Standing atop the sweeping rooftop – with views across the bay to the south and city skyline to the north-west – one gets a strong sense of Fitzroy Street’s potential future. The Pride Centre occupies the former site of Monroe’s restaurant, which was always a popular haunt of the queer community. But the queer history of St Kilda stretches back to the mid-20th century.
According to the recent heritage report History of LGBTIQ+ Victoria in 100 Places and Objects, St Kilda was transformed from a seaside tourism haven for the wealthy from 1880s through to the mid 20th century, when the area changed into the place where Melbourne’s ‘outcasts’ found a home.
St Kilda housed some of Australia’s first gay clubs and sex worker support services, including the art-deco Prince of Wales hotel, which hosted American military personnel during WWII and regular drag shows throughout the 70s and 80s. Early gay clubs like Girlbar, Mandate, Les Girls and Bojangles operated throughout the 80s and 90s, and the Daughters of Bilitis, the first Australian gay rights group, originally formed in a St Kilda flat in Acland Street in 1969.
However, in recent years the urban seaside boulevard famed for its rock and roll edge has fallen derelict – with only a few restaurants surviving amid the chain stores, empty shopfronts, convenience stores and late night takeaway spots – mostly inhabited by inebriated backpackers.
Alongside the Pride Centre, a new project called Renew Fitzroy Street, following in the footsteps of other Renew projects around the country, has already seen seven vacant shopfronts given over to local artists and artisans with free or low rent (until a paying tenant is found) in an effort to bring foot traffic and culture back.
“You can already feel a shift towards a new buzzy era of the street,” says Courtney DeWitt, co-owner of Domestic Fantasies, a 20th century furniture store that has taken up residence in one of the Renew shopfronts.
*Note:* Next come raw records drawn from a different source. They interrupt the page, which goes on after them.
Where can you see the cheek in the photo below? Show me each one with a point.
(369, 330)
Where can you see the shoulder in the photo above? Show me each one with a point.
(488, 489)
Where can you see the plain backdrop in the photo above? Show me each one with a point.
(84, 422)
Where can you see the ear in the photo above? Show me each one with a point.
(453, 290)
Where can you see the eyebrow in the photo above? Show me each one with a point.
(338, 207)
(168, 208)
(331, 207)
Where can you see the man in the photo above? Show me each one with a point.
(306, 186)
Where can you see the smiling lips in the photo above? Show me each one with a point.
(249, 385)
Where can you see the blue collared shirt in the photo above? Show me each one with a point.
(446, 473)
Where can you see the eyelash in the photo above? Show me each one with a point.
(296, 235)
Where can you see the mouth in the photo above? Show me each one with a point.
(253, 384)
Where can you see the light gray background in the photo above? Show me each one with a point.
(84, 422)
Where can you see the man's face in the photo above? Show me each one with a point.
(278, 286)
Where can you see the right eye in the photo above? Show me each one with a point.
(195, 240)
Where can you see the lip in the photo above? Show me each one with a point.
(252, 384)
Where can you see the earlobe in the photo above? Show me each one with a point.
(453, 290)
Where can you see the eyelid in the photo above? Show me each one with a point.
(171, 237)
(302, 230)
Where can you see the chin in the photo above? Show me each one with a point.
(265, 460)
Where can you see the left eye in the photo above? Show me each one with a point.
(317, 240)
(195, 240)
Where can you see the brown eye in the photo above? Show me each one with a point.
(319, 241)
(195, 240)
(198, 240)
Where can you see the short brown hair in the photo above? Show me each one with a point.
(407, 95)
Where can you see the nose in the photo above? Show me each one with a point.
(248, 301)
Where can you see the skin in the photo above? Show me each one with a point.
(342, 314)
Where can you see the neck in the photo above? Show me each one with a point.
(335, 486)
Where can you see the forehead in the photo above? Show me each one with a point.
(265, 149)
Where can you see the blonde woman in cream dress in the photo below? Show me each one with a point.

Dewitt lives nearby, and believes “the opening of the Pride centre is a massive part of that. There’s no doubt in our mind that Fitzroy street is on the verge of a renaissance, the north side should be warned – we’re back baby.”
Her business partner, Corine Auzou, says she remembers living in St Kilda in the 90s when it felt like a living community. “It was full of artists, musicians, and a huge gay community. Everyone lived here – you walk out and bump into your friends you’d seen the night before at the nightclub – it was actually a community. But then a lot of people just left – it just wasn’t the same place anymore. Having the Pride Centre open up here has just given me renewed hope they are not going to let this street die out. We are going to bring it back to its glory days.”
When the Victoria premier, Daniel Andrews, officially opened the building he hit on a note that could equally apply to the Pride Centre as to renewal of St Kilda itself. “It holds the stories of struggle, the stories of pain and loss, but it sets the course for a future of hope. One of inclusion and equality,” he said.
“The space we’re in today is nothing short of amazing, fabulous even.”